Compute the length of the talker prompt ids.

Parameters:

Name Type Description Default
prompt_ids list[int]

The prompt ids tensor.

required

Returns:

Type Description
int

The length of the talker prompt ids.

construct_next_stage_streaming_input_prompt

construct_next_stage_streaming_input_prompt(
    payload_data: dict[str, Any], request: Any
) -> None

Update a downstream streaming request prompt from connector payload ids.

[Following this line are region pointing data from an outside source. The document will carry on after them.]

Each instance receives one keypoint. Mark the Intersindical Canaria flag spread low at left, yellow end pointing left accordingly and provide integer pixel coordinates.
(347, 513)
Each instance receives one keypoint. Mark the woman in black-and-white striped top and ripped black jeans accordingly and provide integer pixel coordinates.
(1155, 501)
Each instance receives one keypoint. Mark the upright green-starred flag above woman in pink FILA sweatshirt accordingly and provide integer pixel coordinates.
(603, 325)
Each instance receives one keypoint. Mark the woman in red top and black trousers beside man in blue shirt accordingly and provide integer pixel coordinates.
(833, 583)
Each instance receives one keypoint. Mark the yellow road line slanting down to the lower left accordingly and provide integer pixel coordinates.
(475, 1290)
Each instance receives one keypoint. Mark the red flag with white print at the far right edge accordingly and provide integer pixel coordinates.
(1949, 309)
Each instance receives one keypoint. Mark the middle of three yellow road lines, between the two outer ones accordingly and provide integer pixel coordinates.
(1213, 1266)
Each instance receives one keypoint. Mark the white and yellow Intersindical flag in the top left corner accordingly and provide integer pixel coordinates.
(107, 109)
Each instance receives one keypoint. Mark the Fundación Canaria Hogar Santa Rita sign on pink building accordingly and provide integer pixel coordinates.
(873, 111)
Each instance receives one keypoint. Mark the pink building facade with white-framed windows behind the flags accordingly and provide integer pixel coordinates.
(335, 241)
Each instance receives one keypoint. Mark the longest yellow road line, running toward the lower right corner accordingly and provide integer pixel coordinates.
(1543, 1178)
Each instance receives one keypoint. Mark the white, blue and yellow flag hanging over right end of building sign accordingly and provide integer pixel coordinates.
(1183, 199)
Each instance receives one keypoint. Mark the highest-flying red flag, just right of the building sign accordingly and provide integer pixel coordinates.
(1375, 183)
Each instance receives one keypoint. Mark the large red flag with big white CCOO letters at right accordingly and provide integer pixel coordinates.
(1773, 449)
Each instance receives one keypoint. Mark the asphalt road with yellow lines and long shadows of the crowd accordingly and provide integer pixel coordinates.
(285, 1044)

Async-chunk downstream stages are prewarmed before the real Talker prompt is known. When a Thinker payload carries ids.prompt, this helper:

  • Preserves num_computed_tokens (the scheduler token watermark).
  • Moves already-computed output tokens into prompt_token_ids.
  • Appends a new placeholder prompt slice sized from the upstream ids.
  • Refreshes block hashes so the scheduler allocates KV slots for the extended prompt without discarding prior computed state.

try_recv_via_connector

try_recv_via_connector(
    task: dict[str, Any],
    connectors: dict[Any, Any],
    stage_id: int,
) -> tuple[Any, dict[str, Any] | None]

Attempts to resolve input data from either connector or IPC. Returns (engine_inputs, rx_metrics) or (None, None) if failed/skipped.

try_send_via_connector

try_send_via_connector(
    connector: Any,
    stage_id: int,
    next_stage_id: int,
    req_id: str,
    next_inputs: Any,
    sampling_params: Any,
    original_prompt: Any,
    next_stage_queue_submit_fn: Callable[
        [dict[str, Any]], None
    ],
    metrics: OrchestratorAggregator,
) -> bool

Attempts to send data via OmniConnector. Returns True if successful, False otherwise. Encapsulates the logic of preparing payload, sending via connector, sending notification, and recording metrics.